Parasat Cable TV, Inc.
- Formerly: Cable 21 Technologies
- Type: Private
- Industry: Telecommunications
- Founded: 1991; 35 years ago
- Headquarters: Cagayan de Oro, Philippines
- Area served: Cagayan de Oro Some parts of Misamis Oriental, Bukidnon, and Lanao del Norte San Carlos, Negros Occidental, some parts of Davao City
- Key people: Engr. Elpidio M. Paras
- Products: Cable television, fiber broadband internet
- Owner: Parasat Cable Television, Incorporated
- Website: parasat.tv

= Parasat Cable Television =

Philippines cable television operator

Parasat Cable TV, Inc. (stylized upper case as PARASAT with a satellite dish icon) is a Philippine cable television operator billed as Mindanao's only digital television system and fiber broadband internet provider. It is based in Cagayan de Oro and started as an electronic retail store and repair shop established by Engr. Elpidio M. Paras. It was known as Paras Industrial Systems.
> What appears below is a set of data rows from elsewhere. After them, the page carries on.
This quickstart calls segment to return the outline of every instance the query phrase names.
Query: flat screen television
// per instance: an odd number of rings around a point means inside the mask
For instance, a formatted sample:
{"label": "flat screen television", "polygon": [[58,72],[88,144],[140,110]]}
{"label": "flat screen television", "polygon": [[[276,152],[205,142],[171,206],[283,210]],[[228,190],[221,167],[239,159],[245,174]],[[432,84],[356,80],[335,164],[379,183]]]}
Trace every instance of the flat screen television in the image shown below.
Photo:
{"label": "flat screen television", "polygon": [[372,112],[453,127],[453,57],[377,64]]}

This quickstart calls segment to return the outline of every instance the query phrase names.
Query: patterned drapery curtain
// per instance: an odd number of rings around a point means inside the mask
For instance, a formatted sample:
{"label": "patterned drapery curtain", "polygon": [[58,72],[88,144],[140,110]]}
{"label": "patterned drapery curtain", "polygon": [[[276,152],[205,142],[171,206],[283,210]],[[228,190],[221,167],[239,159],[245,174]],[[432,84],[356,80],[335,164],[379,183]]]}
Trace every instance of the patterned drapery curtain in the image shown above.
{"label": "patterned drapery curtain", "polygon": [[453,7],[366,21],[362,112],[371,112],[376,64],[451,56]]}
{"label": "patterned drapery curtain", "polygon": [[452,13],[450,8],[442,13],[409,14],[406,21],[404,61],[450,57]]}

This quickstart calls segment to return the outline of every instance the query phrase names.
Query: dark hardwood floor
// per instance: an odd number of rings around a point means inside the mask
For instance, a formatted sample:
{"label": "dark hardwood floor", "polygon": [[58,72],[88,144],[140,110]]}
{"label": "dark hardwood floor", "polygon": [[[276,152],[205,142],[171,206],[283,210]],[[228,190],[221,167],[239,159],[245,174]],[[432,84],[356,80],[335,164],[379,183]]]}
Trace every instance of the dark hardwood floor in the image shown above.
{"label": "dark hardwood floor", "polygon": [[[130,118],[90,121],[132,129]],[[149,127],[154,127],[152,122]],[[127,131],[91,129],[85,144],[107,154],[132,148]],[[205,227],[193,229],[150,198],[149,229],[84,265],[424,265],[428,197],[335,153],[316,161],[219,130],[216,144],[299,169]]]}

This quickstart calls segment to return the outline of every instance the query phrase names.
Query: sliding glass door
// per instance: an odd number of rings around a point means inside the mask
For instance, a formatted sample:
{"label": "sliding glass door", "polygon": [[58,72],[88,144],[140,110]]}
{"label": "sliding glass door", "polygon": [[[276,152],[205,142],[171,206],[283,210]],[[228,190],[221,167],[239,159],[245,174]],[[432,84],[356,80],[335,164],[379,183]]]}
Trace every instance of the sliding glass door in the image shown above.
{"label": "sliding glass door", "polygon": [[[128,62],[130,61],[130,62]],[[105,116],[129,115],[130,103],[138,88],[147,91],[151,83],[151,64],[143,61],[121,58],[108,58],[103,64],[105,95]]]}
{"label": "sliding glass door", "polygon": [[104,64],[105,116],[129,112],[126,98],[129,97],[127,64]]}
== History and company background ==
Parasat Cable TV, Inc. started as a local electronics retail store and repair shop in Cagayan de Oro, established by Elpidio M. Paras in the late 1970s under the name Paras Industrial Systems. The company later transitioned into the cable television business, focusing on CATV services in the Cagayan de Oro area.